REVIEW – Guardians of the Galaxy: Space Camp
Many thanks to zombie_fatigue for writing up this review of Marvel’s latest exercise in mediocrity (I say sight unseen). Cheers mate.
On the surface, “Guardians of the Galaxy” is a shiny lunchbox of a movie: a cosmic collage of whiz bang spaceship battles, hot ass-kicking alien chicks, and anthropomorphic sidekicks, even if its insides smell of sour milk, fruit roll-ups, and stale bologna. How appetizing you ultimately find it will depend on how much you can stomach the processed diet of your youth. I personally enjoyed it as comfort food, but not nearly as much as I would have as a kid. It’s like a Twinkie, only with a shorter shelf life.
Aside from some quirky elements (talking raccoon, Tarantino-approved playlist, etc.) “Guardians” is not as distinguishable from its Marvel predecessors as it wants you to think it is (or as some over-enthusiastic bloggers actually seem to think it is). Like previous entries, it’s colorful, sporadically entertaining, and expensive-looking. But it also suffers from the same plodding exposition that drags down some of the lesser Marvel movies, delivered via silly/convoluted dialogue that sounds like Scientology refrigerator magnet poetry to my comic book-ignorant ears. At one point, goofball hero Peter Quill (aka Starlord) refers to the object that he is pursuing as a MacGuffin (“I’m getting a Maltese Falcon/Ark of the Covenant vibe from this thing,” he quips oh-so post-modernly), but that’s wishful thinking on co-writer/director James Gunn’s part. The sought after “infinity stone” is given plenty of narrative explanation and is pretty much the entire reason for the film’s plot. The stone may be of little importance to Gunn, but good luck trying getting that one past his corporate masters at Marvel. Too bad Gunn couldn’t get really subversive and have Quill refer to the stone as “Ovaltine.”

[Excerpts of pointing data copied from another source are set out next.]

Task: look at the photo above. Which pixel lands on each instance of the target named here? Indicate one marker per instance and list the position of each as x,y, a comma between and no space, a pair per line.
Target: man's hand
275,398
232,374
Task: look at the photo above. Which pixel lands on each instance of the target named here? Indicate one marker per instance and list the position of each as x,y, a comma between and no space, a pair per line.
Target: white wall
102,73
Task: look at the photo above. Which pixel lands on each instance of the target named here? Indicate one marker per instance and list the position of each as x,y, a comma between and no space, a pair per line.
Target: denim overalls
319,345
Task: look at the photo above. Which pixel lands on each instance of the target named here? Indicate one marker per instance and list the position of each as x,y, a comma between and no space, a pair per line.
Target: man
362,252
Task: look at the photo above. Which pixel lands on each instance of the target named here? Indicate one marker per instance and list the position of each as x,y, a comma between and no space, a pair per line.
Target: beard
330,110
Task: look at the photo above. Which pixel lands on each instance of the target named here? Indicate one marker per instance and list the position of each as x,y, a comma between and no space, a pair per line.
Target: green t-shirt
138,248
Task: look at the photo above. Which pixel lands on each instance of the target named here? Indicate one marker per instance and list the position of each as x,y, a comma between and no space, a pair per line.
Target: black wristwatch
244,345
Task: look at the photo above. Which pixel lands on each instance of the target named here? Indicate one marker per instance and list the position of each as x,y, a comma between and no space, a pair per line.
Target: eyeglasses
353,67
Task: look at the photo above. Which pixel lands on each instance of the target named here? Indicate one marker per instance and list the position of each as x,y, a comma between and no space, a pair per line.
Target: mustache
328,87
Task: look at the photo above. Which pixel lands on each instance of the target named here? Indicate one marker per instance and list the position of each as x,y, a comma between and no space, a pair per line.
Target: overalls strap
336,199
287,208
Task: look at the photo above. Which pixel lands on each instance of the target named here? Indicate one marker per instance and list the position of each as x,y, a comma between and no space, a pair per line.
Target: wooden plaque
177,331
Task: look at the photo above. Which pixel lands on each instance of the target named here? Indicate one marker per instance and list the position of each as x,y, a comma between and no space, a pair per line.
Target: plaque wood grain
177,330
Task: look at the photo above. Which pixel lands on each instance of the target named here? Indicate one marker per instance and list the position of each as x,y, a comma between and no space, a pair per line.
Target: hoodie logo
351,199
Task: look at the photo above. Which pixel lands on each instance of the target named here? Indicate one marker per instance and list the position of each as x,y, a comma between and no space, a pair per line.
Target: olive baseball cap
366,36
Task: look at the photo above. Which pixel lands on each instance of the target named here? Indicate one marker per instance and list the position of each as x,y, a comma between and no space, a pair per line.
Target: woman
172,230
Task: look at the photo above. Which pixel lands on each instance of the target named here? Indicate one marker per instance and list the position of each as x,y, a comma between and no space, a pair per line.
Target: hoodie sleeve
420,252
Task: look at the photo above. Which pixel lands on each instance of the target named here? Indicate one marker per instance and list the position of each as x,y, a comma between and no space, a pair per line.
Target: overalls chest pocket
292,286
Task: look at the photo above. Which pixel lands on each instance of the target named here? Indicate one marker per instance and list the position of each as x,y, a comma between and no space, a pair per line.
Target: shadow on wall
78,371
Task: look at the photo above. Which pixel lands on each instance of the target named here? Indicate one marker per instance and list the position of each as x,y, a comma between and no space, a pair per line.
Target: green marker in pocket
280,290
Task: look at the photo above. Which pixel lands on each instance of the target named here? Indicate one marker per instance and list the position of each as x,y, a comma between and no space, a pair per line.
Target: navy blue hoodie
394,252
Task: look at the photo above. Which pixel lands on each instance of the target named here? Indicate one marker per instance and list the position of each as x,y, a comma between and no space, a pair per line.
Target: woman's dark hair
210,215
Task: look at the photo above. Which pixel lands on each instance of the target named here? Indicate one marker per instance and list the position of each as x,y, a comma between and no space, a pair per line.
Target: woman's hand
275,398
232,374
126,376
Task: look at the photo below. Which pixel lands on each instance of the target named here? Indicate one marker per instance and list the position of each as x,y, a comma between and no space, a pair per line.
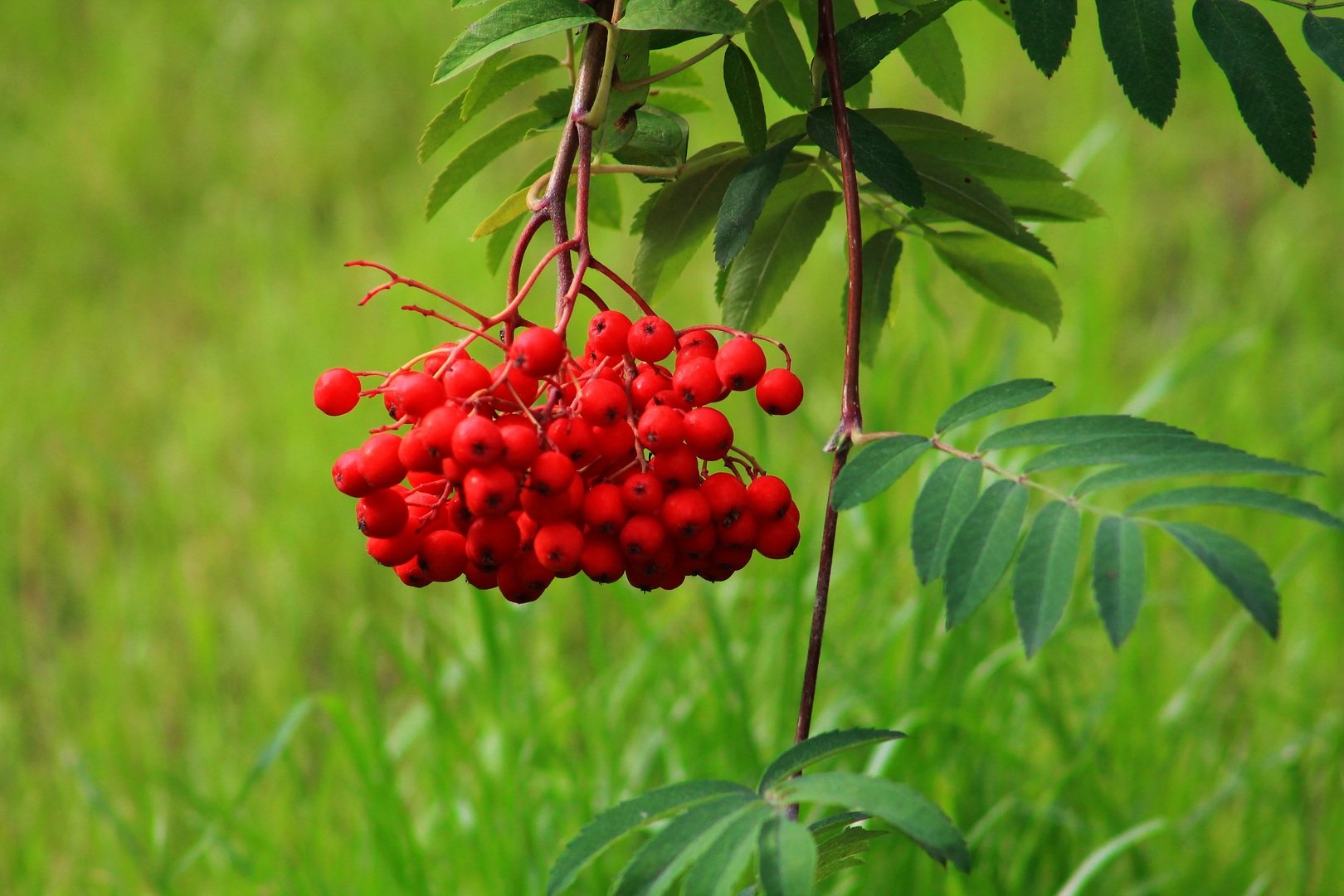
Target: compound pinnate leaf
1234,564
1066,430
1140,41
1269,95
777,52
626,817
983,548
1326,38
940,511
1118,575
772,257
875,155
668,853
992,399
743,91
898,805
1001,275
821,747
1233,496
509,24
1045,572
875,468
721,864
1043,30
699,17
788,859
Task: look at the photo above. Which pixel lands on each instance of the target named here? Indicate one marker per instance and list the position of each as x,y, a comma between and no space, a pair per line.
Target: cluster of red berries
550,464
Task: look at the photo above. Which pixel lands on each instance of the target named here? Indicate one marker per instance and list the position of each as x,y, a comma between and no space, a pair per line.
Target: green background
179,187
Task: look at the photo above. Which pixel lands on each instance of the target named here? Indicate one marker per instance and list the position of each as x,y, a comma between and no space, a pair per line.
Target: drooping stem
851,414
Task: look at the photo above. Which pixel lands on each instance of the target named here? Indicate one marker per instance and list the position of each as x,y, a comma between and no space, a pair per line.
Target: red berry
650,338
739,363
336,391
780,391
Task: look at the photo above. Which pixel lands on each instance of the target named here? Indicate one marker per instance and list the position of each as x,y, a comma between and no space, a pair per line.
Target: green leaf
819,747
626,817
898,805
875,468
788,859
1066,430
661,860
992,399
682,217
472,160
1326,38
700,17
983,548
1035,201
934,58
1124,449
745,197
880,256
875,155
1118,575
1001,275
743,90
956,192
1045,574
1211,464
509,24
1230,496
1264,80
722,863
444,125
940,511
1235,566
777,52
1140,41
1043,30
866,42
773,254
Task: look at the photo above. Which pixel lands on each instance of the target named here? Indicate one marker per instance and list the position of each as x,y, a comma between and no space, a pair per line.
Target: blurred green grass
180,184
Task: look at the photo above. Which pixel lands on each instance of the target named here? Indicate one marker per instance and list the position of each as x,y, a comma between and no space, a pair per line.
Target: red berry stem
851,414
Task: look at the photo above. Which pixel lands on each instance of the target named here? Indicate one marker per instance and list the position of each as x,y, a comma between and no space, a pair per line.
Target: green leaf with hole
1235,566
509,24
983,548
1045,574
1043,30
1140,41
940,511
875,469
1326,38
699,17
777,52
898,805
1211,464
875,155
992,399
1001,275
1118,575
626,817
743,91
1269,95
788,859
819,747
745,199
472,160
1068,430
674,850
1234,496
772,257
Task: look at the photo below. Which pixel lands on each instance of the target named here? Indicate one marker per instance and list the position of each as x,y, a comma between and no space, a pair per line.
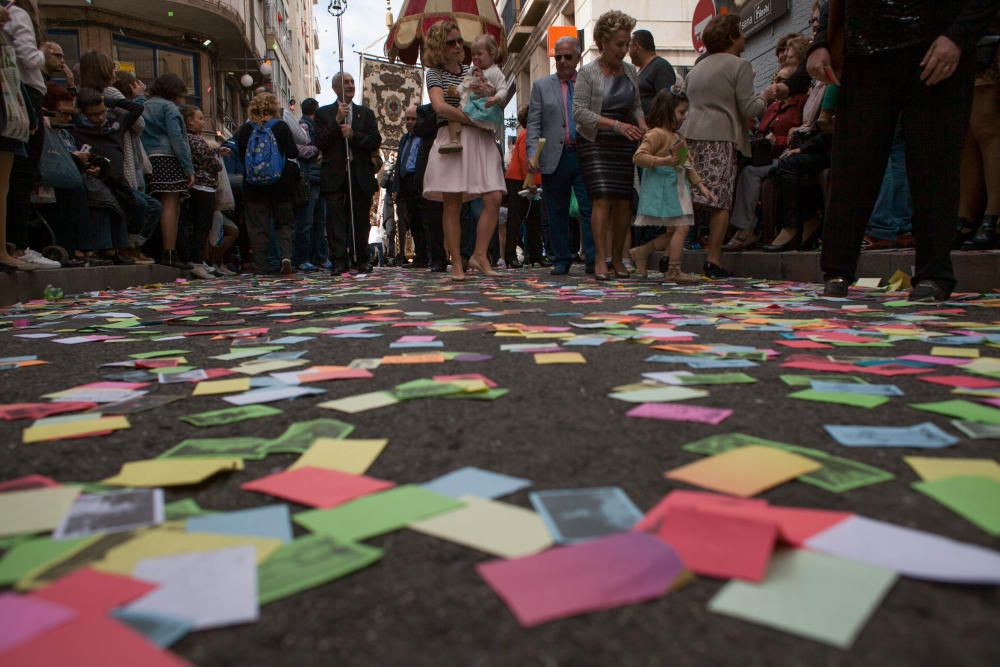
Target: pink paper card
23,617
317,487
91,641
678,412
600,574
964,381
92,592
719,545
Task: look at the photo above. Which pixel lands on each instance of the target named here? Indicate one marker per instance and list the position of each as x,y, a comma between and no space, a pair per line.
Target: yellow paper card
361,402
745,471
212,387
171,472
559,358
934,468
353,456
154,543
497,528
949,351
35,510
71,429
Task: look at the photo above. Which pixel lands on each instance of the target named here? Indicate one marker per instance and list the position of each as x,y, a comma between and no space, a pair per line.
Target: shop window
148,61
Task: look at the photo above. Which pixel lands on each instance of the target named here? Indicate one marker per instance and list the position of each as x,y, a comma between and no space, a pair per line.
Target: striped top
438,77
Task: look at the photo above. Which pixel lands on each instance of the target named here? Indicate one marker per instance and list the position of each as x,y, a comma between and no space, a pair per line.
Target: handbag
18,118
57,167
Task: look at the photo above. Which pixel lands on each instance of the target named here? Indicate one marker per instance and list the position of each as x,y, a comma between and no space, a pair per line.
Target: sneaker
200,271
39,260
929,291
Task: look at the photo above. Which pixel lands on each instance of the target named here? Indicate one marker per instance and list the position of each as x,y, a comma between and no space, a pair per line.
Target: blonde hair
488,43
609,23
263,107
432,48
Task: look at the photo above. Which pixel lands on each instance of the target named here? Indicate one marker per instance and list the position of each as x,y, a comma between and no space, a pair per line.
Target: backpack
264,161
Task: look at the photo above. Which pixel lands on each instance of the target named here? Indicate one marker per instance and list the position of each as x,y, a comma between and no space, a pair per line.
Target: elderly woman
609,123
720,91
476,171
262,203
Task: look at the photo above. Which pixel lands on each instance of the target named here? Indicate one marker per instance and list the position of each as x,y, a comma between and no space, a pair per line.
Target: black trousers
876,90
787,175
338,225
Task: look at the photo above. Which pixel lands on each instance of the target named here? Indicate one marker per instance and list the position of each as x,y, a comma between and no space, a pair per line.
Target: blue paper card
157,628
577,515
926,435
476,482
855,388
271,521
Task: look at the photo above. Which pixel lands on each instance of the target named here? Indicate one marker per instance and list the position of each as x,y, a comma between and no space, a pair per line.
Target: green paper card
837,474
230,415
28,556
307,562
856,400
812,595
966,410
377,513
197,448
976,499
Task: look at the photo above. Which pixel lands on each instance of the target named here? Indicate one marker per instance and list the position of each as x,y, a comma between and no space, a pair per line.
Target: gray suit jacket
547,119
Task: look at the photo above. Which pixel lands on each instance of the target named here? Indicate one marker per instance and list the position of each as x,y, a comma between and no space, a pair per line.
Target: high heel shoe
791,244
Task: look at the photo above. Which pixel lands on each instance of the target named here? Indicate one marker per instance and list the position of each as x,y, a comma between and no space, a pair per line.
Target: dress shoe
929,291
559,269
835,287
715,272
791,244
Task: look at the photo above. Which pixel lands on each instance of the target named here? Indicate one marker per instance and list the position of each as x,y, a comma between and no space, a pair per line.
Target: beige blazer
722,101
588,97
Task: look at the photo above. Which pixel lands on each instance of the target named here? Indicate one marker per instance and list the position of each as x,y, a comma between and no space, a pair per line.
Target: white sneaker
39,260
199,271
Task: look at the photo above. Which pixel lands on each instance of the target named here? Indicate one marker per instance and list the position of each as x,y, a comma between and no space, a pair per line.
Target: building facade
526,23
210,44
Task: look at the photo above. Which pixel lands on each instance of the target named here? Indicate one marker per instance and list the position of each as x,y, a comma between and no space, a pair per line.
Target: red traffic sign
703,13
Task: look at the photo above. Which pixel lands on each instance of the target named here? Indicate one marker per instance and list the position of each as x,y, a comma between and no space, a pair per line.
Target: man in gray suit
550,116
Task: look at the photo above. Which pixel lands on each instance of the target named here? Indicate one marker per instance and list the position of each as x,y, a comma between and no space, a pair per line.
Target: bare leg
599,225
484,233
452,209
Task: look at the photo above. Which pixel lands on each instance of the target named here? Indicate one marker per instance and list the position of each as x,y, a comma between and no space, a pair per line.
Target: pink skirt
478,169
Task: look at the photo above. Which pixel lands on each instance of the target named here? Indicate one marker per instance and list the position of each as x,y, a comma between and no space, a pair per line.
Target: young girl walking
665,195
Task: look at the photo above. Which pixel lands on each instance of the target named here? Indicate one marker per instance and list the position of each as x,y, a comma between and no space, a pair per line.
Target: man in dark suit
339,126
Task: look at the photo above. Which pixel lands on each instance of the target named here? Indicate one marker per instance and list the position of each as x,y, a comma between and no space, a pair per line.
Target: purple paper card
680,413
23,617
601,574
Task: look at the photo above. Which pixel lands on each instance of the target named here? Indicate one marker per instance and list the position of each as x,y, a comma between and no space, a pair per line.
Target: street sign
703,13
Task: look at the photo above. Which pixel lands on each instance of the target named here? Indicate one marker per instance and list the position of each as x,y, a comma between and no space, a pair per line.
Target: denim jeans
893,212
310,229
556,189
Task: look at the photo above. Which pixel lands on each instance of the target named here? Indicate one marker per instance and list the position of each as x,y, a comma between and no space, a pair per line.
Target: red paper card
317,487
90,591
90,641
719,545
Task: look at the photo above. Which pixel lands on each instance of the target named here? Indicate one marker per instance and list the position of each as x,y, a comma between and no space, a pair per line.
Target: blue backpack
263,162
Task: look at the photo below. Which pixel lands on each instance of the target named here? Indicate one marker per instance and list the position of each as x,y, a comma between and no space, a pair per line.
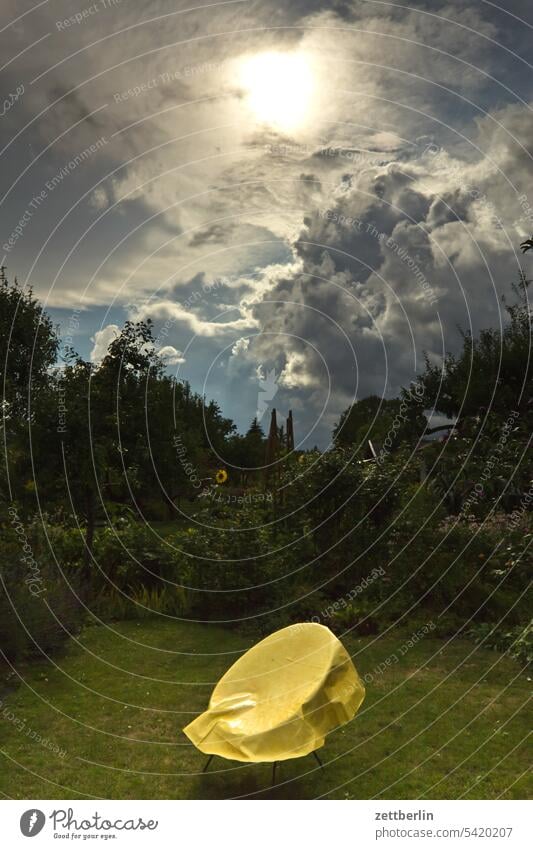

Despite being hamstrung by the obligatory connect-the-dots Marvel-verse business (all things will be explained in 2042!), Gunn and company deliver a fun piece of escapist fantasy. Bradley Cooper does good voice work as the aforementioned raccoon, and Vin Diesel makes the most of his repeated three lines (“I am Groot!”) as a tree dude. Zoe Saldana injects some life into the now stock Ass-Kicking Girl with a Heart of Gold (a cliché which has replaced the Hooker with a Heart of Gold male screenwriter invention for the geek set). Dave Batista (whose natural charm but limited range makes me assume he is a pro wrestler…yup) has some good moments as the group’s muscle. Star Chris Pratt is fortunate to be supported by a more colorful ensemble, because he’s honestly no movie star. Like Sean William Scott a decade ago, Pratt’s wattage doesn’t seem quite bright enough to illuminate a big movie of this size and scope. He seems less like a heroic fanboy surrogate than an actual fanboy: kind of like the guy in the comic shop who is a little more charming and better looking than the other guys and benefits by comparison.
In many ways, Pratt’s Everygeek persona supports “Guardians” working as narcissistic fanboy identification writ large. If “Star Wars” invited us all to be kids again, “Guardians” says it’s ok to be kids now and foreva. After all, not only does Heroguy get the girl and save the universe, he is a child of the 80s (just like YOU, coveted demographic!) and gets to act as ambassador to all things Reagan era, like sharing his awesomely arcane knowledge of “Footloose.” This isn’t fanboy wish-fulfillment. It’s validation. Children of Spielberg, your coronation has arrived. You may still be a slacker, McFly, but it looks like that misspent youth is paying off after all. In the movies, at least.